FIG. 5 is a graph for comparing and explaining the present invention and the prior art, with the horizontal axis representing the RH degassing treatment time and the vertical axis representing the carbon concentration [C] of molten steel.

In the figure, the shaded area shows the results of conventional degassing treatment without side injection, and the open circles show the results of the present invention with side injection.

FIG. 6 is a graph for comparing and explaining the present invention and the prior art, with the horizontal axis representing the carbon concentration [C] of molten steel and the vertical axis representing the decarburization reaction rate constant Kc.

In the figure, the shaded area shows the results of conventional degassing treatment without side injection, and the open circles show the results of the present invention with side injection.

As is clear from both figures, according to the embodiment of the present invention, the decarburization rate can be improved during the entire period of degassing treatment, and the decarburization rate can be particularly improved in the latter stage of the treatment (region iii!i region ■). I was able to do it. Therefore, it was possible to reduce [C] in a short time to a level of 10 pp11 or less, which was a level that was difficult to achieve with conventional methods, and it was possible to stably and quickly produce ultra-low carbon steel.

In addition, although the above-mentioned example explained the case of RH degassing method, the present invention is not limited to this only, and the DH degassing method is described.
The present invention may be employed in a degassing method.
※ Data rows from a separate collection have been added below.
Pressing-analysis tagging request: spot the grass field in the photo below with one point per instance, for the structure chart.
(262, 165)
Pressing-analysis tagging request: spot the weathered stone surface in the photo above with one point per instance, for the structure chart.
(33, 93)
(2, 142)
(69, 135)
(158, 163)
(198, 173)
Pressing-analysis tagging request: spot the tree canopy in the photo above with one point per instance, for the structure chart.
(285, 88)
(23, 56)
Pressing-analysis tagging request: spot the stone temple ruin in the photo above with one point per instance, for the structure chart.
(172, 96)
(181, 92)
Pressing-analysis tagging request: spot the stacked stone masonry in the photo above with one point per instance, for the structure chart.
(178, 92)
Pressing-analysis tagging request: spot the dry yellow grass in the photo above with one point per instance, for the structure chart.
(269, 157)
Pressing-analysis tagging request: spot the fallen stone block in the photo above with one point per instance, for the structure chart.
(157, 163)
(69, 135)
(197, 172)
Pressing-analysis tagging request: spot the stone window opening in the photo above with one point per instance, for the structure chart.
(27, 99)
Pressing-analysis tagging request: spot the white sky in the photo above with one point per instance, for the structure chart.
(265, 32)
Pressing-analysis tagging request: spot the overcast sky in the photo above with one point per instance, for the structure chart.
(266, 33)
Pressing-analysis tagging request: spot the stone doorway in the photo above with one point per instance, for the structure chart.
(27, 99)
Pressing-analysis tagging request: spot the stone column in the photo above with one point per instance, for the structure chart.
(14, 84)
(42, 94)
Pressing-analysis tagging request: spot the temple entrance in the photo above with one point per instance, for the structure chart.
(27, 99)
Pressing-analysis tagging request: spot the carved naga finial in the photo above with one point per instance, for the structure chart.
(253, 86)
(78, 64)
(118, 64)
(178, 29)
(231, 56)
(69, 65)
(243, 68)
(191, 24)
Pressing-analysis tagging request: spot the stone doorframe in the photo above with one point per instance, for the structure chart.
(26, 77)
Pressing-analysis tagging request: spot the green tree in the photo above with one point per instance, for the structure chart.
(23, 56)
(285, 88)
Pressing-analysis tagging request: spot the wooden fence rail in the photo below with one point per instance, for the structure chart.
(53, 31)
In addition, in the above embodiment, a case was explained in which a mixed gas containing 1 to 20% by volume of oxygen gas to argon gas was side-injected, but the gas type is not limited to this, and CO gas production reaction Any type of gas may be used as long as it does not actively inhibit gases, such as argon gas, helium gas,
Oxygen gas, nitrogen gas, hydrogen gas, CO2 gas, CO gas.
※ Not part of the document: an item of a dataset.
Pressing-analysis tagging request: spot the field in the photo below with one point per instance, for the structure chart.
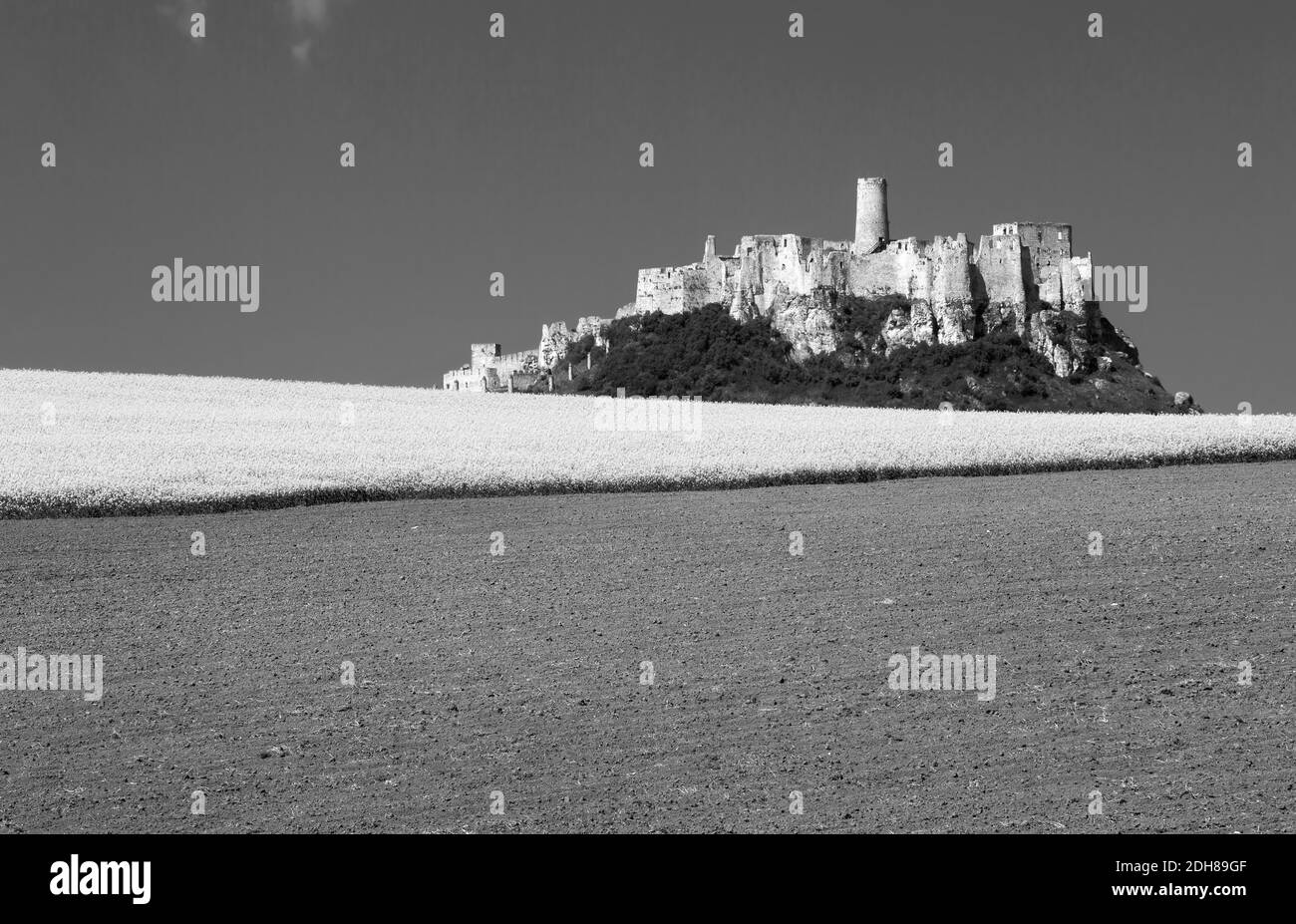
(519, 673)
(91, 444)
Either air or a mixture of these gases can be used.

In addition, in the above embodiment, a stainless steel tube was used for the thin tube nozzle for blowing gas, but the invention is not limited to this.
Other types of metal or ceramic tubes can also be used.

[Effects of the Invention] According to the present invention, the amount of heat absorbed by the adiabatically expanded gas is compensated by the amount of heat generated by the oxidation reaction between the oxygen in the blown gas and the solidified metal, so that the solidified metal does not grow and the gas injection port pine mushrooms do not form. Therefore, gas can be blown into the molten steel at a speed higher than the speed of sound over the entire period of degassing treatment, and the decarburization reaction can be significantly promoted by the bubble gas. As a result, the gas agitation force and gas-liquid interface area are the same in the late stage of degassing as in the early stage of treatment. 11, and ultra-low carbon steel with a [C] level of 10 ppm or less can be stably and rapidly produced.
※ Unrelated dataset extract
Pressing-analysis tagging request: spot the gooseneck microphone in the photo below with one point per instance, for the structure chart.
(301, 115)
[Brief explanation of drawings]

Fig. 1 is a schematic diagram showing a degassing tank used in the method for producing ultra-low carbon steel according to an embodiment of the present invention, Fig. 2 is a cross-sectional view of the lower degassing tank, and Fig. 3 is a gas blowing tank. FIGS. 4 to 6 are enlarged vertical cross-sectional views showing parts of the device, and FIGS. 7 to 10 are graphs and graphs for explaining the effects of the present invention, respectively.
Each figure is a graph diagram for explaining the prior art.

Claims (1)

[Claims] When blowing bubble gas into molten steel under reduced pressure to promote the decarburization reaction of [C] and [O] in the molten steel,
A method for producing ultra-low carbon steel, comprising mixing non-oxidizing gas with oxygen gas at a ratio of 2 to 20% by volume, and blowing this as the bubble gas into molten steel through a single tube nozzle.